Hoxton Hall is one of London’s few remaining music halls; beautifully preserved, with high stage and wooden gallery intact. The perfect setting, then, for a mock-Victorian revue.
The Parlour’s Cautionary Tale has come on in leaps and bounds. The structure is much as it was: a ludicrously OTT melodrama of murder most foul a frame on which to hang a series of variety acts and musical comedy vignettes. There are still inconsistencies in performance skills and levels of engagement, which could perhaps be ironed out by a skilful director; but there have been shifts that have made the whole thing hang together more effectively.
In particular, the care and attention to the ‘offstage’ sections has upped the ante considerably. The little cabaret tables are decorated prettily, furnished with ‘newspapers’ advertising magical cures for all ills. The walkabout character Miss Fanny Brown has found her form in her dual role as door-girl and Sally Army saver-of-souls (admonishing us all for our enslavement to the demon drink). Archibald Floss’s Museum of Prodigies, the interval entertainment, is a marvellous show-within-the-show – a lovingly assembled installation-performance in which we encounter a whole horde of freaks, including a baby pickled in a bottle, a man who walks on broken glass, and the infamous escaping spiderwoman, Spidora.
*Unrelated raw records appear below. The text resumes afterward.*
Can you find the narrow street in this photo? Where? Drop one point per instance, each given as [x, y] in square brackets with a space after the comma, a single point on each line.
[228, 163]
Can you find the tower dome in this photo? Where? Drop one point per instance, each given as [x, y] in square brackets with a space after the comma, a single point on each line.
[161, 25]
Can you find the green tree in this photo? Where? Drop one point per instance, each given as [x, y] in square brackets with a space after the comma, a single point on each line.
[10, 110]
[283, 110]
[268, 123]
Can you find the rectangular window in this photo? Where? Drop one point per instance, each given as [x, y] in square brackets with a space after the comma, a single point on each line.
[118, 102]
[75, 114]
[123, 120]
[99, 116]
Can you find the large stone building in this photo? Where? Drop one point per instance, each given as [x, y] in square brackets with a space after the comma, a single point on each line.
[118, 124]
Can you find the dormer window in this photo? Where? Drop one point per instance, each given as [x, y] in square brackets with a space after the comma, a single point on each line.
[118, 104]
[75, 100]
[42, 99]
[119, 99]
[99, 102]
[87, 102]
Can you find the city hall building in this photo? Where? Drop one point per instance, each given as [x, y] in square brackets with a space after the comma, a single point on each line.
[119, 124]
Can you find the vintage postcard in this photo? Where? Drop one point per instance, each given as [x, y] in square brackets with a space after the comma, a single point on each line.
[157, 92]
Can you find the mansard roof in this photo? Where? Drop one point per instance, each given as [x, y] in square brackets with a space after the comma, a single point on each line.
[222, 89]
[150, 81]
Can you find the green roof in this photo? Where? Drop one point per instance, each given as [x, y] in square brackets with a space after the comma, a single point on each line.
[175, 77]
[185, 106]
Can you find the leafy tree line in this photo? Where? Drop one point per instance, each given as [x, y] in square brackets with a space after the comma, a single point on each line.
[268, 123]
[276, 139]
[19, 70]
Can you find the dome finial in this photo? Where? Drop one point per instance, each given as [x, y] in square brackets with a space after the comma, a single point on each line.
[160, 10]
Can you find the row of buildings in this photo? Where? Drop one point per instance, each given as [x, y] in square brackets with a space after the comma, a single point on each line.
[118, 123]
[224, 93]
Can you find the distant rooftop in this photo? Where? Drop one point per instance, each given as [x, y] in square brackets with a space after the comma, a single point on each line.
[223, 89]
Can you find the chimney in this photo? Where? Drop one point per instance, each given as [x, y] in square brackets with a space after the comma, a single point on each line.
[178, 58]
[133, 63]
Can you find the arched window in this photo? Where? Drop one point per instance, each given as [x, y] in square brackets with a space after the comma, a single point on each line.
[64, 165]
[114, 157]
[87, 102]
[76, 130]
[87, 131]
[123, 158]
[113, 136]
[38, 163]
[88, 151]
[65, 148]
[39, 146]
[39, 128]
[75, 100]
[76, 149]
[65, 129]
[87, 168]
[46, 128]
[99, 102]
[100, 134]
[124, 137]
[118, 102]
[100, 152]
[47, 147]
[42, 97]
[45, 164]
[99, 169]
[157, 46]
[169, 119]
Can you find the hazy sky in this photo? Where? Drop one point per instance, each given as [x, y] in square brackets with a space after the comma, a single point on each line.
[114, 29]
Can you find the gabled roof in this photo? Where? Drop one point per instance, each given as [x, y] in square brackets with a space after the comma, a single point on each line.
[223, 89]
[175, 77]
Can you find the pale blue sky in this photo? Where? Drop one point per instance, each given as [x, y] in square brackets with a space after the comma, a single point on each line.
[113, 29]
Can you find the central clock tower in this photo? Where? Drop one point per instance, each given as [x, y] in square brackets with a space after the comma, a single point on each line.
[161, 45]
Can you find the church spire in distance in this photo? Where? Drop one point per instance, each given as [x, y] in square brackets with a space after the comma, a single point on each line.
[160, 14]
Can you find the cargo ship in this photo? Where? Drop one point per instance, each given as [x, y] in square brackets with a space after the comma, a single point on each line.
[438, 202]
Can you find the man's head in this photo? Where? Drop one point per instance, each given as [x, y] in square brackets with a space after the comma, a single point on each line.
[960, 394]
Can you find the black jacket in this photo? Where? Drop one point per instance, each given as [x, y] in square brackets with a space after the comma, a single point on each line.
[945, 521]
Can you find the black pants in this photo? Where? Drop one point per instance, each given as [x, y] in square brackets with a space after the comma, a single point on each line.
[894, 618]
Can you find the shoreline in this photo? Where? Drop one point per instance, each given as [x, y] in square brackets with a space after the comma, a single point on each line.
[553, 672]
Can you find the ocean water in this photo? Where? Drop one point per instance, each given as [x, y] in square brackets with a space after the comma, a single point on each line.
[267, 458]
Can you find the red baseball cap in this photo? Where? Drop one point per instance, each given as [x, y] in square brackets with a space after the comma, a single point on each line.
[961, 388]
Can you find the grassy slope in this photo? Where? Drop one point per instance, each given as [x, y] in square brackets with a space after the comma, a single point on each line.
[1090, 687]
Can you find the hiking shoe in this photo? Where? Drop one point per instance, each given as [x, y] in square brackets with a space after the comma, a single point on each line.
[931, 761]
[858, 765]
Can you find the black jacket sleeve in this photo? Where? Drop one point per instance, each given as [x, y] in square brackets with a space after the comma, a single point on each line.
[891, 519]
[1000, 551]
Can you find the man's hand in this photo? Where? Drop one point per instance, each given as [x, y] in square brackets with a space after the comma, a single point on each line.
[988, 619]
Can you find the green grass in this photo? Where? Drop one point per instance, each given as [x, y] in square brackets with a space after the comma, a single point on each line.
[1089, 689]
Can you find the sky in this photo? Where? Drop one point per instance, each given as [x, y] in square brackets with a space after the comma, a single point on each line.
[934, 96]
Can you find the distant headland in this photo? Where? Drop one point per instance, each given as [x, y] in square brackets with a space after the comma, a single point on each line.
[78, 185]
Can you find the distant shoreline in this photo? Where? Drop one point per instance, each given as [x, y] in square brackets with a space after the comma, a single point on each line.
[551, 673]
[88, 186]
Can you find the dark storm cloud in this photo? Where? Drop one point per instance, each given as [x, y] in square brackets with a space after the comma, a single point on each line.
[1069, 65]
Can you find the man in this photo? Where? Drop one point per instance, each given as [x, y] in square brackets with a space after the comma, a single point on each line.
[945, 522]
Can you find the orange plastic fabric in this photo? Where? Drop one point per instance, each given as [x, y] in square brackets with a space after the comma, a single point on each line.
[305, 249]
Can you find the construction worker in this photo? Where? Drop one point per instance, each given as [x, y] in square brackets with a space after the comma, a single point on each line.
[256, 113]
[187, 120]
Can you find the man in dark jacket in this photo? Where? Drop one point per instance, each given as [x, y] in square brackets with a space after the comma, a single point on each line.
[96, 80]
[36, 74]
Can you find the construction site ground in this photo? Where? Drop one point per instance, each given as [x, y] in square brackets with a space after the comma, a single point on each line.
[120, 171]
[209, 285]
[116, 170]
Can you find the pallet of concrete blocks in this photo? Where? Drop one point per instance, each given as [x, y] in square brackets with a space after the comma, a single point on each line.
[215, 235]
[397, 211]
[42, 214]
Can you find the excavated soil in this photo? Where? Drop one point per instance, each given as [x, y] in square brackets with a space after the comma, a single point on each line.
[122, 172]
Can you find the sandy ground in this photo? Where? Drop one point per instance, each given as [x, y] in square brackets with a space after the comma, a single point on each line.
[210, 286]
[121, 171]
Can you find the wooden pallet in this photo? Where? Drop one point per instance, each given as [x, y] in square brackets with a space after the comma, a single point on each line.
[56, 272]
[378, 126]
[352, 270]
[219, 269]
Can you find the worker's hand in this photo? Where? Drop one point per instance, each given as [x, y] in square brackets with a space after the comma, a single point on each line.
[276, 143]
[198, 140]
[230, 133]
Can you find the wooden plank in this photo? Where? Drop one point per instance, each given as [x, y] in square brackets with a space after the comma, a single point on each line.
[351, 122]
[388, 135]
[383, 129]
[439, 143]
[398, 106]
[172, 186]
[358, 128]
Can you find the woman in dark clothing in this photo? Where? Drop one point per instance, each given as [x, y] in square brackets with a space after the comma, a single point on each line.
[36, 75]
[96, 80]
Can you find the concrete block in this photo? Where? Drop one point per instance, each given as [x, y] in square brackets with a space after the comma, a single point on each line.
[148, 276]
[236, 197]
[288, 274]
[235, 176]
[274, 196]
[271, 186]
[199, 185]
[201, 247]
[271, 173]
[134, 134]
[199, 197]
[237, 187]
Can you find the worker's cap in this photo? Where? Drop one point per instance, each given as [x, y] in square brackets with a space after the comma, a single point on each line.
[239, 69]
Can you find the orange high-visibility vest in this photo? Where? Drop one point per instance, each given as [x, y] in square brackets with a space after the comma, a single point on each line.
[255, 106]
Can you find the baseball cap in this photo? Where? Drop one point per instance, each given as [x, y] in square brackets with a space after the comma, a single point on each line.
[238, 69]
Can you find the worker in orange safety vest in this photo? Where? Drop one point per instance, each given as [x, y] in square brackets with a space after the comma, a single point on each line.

Meanwhile back in the Manor, the loony Lord (aka Professor Elemental) raps on the joys of tea, and transmutes into a Wildman; recalcitrant butlers dust down their circus tricks; and the six-times-widowed Miss Sadie Belle is turned into a grotesque Day of the Dead figure, stripped to the bare and bloody bones by the morbidly musical Butcher Boys. A cautionary tale indeed.